Building Educational Applications 2019 Shared Task: Grammatical Error Correction

Building Educational Applications 2019 Shared Task:
Grammatical Error Correction

NEW! 25/01/2019: Training data released!

CALL FOR PARTICIPATION

================================================================================

Building Educational Applications 2019 Shared Task:
Grammatical Error Correction
Florence, Italy
August 2, 2019

https://www.cl.cam.ac.uk/research/nl/bea2019st/

================================================================================
Call for Participation
================================================================================

Grammatical error correction (GEC) is the task of automatically
correcting grammatical errors in text; e.g. [I follows his advices -> I
followed his advice]. It can be used to not only help language learners
improve their writing skills, but also alert native speakers to
accidental mistakes or typos.

GEC gained significant attention in the Helping Our Own (HOO) and CoNLL
shared tasks between 2011 and 2014, but has since become more difficult
to evaluate given a lack of standardised experimental settings. In
particular, recent systems have been trained, tuned and tested on
different combinations of corpora using different metrics. One of the
aims of this shared task is hence to once again provide a platform where
different approaches can be trained and tested under the same
conditions.

Another significant problem facing the field is that system performance
is still primarily benchmarked against the CoNLL-2014 test set, even
though this 5-year-old dataset only contains 50 essays on 2 different
topics written by 25 South-East Asian undergraduates in Singapore. This
means that systems have increasingly overfit to a very specific genre of
English and so do not generalise well to other domains. As a result,
this shared task introduces the Cambridge English Write & Improve (W&I)
corpus, a new error-annotated dataset that represents a much more
diverse cross-section of English language levels and domains. Write &
Improve is an online web platform that assists non-native English
students with their writing (https://writeandimprove.com/).

Participating teams will be provided with training and development data
from the W&I corpus to build their systems. Depending on the chosen
track, supplementary data may also be used. System output will be
evaluated on a blind test set using ERRANT
(https://github.com/chrisjbryant/errant).

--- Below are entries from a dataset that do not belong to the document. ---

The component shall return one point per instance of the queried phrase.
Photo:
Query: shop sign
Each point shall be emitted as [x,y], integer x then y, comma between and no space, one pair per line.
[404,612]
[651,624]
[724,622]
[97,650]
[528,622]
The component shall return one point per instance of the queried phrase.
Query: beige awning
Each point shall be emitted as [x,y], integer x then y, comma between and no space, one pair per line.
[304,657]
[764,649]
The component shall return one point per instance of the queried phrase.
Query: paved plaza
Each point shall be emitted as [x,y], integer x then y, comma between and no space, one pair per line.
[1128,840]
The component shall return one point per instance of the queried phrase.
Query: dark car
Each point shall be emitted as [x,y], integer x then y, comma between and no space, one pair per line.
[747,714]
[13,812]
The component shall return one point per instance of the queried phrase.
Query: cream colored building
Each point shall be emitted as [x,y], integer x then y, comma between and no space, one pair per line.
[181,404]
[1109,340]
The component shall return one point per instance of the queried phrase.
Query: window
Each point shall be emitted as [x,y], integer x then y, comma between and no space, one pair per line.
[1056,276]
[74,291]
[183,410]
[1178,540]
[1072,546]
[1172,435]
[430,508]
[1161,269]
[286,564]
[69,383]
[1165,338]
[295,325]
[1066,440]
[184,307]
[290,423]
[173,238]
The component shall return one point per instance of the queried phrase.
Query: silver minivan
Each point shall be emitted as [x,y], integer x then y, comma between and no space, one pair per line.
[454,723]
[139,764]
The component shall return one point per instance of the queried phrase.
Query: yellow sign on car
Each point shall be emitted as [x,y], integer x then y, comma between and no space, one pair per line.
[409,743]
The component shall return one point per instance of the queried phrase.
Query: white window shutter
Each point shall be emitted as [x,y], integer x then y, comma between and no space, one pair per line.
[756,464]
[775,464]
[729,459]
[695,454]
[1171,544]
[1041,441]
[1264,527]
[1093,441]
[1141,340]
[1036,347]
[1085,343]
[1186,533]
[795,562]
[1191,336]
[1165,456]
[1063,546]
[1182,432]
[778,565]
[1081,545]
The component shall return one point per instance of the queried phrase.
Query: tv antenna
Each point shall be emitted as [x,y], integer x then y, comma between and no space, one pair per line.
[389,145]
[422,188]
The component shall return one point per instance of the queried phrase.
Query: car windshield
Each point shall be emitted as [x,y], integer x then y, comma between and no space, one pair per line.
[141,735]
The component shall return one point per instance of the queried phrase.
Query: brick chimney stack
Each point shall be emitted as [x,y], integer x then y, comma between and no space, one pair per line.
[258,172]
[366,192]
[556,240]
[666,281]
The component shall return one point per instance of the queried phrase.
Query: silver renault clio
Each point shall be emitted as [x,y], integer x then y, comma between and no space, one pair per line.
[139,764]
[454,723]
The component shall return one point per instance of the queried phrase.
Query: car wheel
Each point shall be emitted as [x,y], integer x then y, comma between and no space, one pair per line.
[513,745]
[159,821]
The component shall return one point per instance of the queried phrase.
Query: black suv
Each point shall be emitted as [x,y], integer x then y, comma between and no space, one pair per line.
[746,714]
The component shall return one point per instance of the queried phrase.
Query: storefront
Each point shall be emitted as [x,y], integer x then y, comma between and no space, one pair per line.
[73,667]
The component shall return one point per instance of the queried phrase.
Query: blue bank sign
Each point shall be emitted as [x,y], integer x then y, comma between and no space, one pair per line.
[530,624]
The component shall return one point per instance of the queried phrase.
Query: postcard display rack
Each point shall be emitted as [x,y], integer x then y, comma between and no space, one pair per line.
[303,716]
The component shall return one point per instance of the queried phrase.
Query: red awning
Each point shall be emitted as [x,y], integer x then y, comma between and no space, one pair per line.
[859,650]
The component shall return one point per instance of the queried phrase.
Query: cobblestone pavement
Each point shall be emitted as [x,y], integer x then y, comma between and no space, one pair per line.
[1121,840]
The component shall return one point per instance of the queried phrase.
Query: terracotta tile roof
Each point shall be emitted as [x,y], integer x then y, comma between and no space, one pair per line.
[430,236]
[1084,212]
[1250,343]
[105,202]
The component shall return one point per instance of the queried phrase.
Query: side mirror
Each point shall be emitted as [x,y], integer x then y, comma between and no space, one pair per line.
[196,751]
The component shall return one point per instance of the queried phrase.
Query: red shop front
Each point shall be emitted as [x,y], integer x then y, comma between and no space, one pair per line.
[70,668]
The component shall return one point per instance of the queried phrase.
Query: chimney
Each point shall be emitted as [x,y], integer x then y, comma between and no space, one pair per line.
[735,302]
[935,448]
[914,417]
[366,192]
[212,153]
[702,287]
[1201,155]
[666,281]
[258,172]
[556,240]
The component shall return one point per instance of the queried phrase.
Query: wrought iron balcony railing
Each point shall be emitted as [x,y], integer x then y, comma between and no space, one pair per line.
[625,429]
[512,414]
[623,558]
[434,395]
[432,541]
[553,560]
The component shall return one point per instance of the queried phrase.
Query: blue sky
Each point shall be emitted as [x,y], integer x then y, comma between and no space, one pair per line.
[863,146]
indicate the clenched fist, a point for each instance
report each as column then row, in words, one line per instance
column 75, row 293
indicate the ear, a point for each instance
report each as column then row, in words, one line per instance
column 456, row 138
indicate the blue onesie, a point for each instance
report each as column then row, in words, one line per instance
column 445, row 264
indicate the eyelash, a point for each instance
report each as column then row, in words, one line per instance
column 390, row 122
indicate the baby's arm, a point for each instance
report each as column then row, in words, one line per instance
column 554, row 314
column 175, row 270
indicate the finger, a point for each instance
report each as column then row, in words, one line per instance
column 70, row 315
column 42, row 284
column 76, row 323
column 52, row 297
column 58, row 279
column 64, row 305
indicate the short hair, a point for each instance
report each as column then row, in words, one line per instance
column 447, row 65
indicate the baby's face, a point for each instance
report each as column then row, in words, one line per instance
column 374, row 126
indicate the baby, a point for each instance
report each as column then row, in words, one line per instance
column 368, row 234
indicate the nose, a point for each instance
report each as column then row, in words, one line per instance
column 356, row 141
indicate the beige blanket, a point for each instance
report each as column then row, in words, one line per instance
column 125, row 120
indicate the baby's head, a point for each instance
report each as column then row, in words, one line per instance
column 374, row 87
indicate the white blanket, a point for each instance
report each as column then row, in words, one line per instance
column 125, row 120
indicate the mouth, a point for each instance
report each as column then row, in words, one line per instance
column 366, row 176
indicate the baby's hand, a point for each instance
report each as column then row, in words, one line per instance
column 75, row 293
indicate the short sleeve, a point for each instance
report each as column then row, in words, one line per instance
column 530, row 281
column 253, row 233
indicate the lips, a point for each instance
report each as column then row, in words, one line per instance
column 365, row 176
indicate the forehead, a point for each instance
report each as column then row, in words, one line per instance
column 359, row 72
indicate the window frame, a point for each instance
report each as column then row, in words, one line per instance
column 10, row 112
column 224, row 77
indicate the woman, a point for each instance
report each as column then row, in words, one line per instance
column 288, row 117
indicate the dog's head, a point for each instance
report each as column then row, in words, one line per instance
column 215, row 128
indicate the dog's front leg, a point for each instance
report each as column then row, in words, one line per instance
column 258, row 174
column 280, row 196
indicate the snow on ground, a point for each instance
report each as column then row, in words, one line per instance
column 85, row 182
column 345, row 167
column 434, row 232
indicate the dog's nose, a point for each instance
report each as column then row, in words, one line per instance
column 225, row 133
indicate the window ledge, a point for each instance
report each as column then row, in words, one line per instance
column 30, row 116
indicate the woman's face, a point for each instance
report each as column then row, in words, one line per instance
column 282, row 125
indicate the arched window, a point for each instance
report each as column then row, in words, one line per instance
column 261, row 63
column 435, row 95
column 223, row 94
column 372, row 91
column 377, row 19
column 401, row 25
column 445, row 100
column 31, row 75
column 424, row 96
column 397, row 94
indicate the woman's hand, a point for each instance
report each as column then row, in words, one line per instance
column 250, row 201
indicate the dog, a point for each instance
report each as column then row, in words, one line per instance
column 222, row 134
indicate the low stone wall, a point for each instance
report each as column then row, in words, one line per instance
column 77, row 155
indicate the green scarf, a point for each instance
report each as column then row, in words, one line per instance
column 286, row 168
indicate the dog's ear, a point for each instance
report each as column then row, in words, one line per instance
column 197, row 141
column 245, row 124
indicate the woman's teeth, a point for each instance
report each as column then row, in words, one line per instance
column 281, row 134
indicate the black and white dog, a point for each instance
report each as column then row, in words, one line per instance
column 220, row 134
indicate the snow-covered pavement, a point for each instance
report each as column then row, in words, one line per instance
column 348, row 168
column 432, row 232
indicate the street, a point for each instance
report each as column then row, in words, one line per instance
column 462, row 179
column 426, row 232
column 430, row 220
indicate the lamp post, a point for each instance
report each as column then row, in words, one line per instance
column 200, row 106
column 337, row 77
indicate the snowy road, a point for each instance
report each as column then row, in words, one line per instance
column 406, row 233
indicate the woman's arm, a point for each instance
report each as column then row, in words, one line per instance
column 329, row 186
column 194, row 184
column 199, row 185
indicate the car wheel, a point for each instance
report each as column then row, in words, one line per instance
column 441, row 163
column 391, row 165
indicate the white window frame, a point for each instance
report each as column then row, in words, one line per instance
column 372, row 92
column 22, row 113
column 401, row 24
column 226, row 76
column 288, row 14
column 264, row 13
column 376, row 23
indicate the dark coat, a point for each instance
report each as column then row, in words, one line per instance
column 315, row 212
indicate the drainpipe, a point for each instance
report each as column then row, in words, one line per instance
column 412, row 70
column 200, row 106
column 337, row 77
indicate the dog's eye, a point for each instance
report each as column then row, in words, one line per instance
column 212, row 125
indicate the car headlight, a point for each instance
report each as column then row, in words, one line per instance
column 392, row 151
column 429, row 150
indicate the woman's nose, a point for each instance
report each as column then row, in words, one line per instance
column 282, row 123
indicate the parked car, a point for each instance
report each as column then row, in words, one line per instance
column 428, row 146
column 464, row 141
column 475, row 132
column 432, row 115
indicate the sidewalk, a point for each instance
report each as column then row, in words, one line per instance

In addition to learner data, we will provide an annotated development
and test set extracted from the LOCNESS corpus, a collection of essays
written by native English students compiled by the Centre for English
Corpus Linguistics at the University of Louvain.

Tracks
——
There are 3 tracks in the BEA 2019 shared task. Each track controls the
amount of annotated data that can be used in a system. We place no
restrictions on the amount of unannotated data that can be used (e.g.
for language modelling).

* Restricted
In the restricted setting, participants may only use the following
annotated datasets: FCE, Lang-8 Corpus of Learner English, NUCLE, W&I
and LOCNESS.
Note that we restrict participants to the preprocessed Lang-8 Corpus
of Learner English rather than the raw, multilingual Lang-8 Learner
Corpus because participants would otherwise need to filter the raw
corpus themselves.

* Unrestricted
In the unrestricted setting, participants may use any and all
datasets, including those in the restricted setting.

* Unsupervised (or minimally supervised)
In the unsupervised setting, participants may not use any annotated
training data. Since current state-of-the-art systems rely on as much
training data as possible to reach the best performance, the goal of the
unsupervised track is to encourage research into systems that do not
rely on annotated training data. This track should be of particular
interest to researchers working with low-resource languages. Since we
also expect this to be a challenging track however, we will allow
participants to use the W&I+LOCNESS development set to develop their
systems.

Participation
————-
In order to participate in the BEA 2019 Shared Task, teams are required
to submit their system output any time between March 25-29, 2019 at
23:59 GMT. There is no explicit registration procedure. Further details
about the submission process will be provided soon.

Important Dates
—————
Friday, Jan 25, 2019: New training data released
Monday, March 25, 2019: New test data released
Friday, March 29, 2019: System output submission deadline
Friday, April 12, 2019: System results announced
Friday, May 3, 2019: System paper submission deadline
Friday, May 17, 2019: Review deadline
Friday, May 24, 2019: Notification of acceptance
Friday, June 7, 2019: Camera-ready submission deadline
Friday, August 2, 2019: BEA-2019 Workshop (Florence, Italy)

Organisers
———-
Christopher Bryant, University of Cambridge
Mariano Felice, University of Cambridge
Øistein Andersen, University of Cambridge
Ted Briscoe, University of Cambridge

Contact
——-
Questions and queries about the shared task can be sent to
bea2019st@gmail.com.

Further details can be found at
https://www.cl.cam.ac.uk/research/nl/bea2019st/

IJLCR4.2 out!

Tense and aspect in Second Language Acquisition and learner corpus research: Introduction to the special issue
Robert Fuchs and Valentin Werner
143–163

Articles

The progressive form and its functions in spoken learner English: Tracing the effects of an exposure-rich learning environment
Lea Meriläinen
164–194
The use of stative progressives by school-age learners of English and the importance of the variable context: Myth vs. (corpus) reality
Robert Fuchs and Valentin Werner
195–224
Progressive or not progressive?: Modeling the constructional choices of EFL and ESL writers
Paula Rautionaho and Sandra C. Deshors
225–252
Arabic learners’ acquisition of English past tense morphology: Lexical aspect and phonological saliency
Helen Zhao and Yasuhiro Shirai
253–276
Can native-speaker corpora help explain L2 acquisition of tense and aspect?: A study of the “input”
Nicole Tracy-Ventura and Jhon A. Cuesta Medina
277–300

Vocab@Leuven – Call for proposals!

It is our pleasure to invite you to the Vocab@Leuven- conference.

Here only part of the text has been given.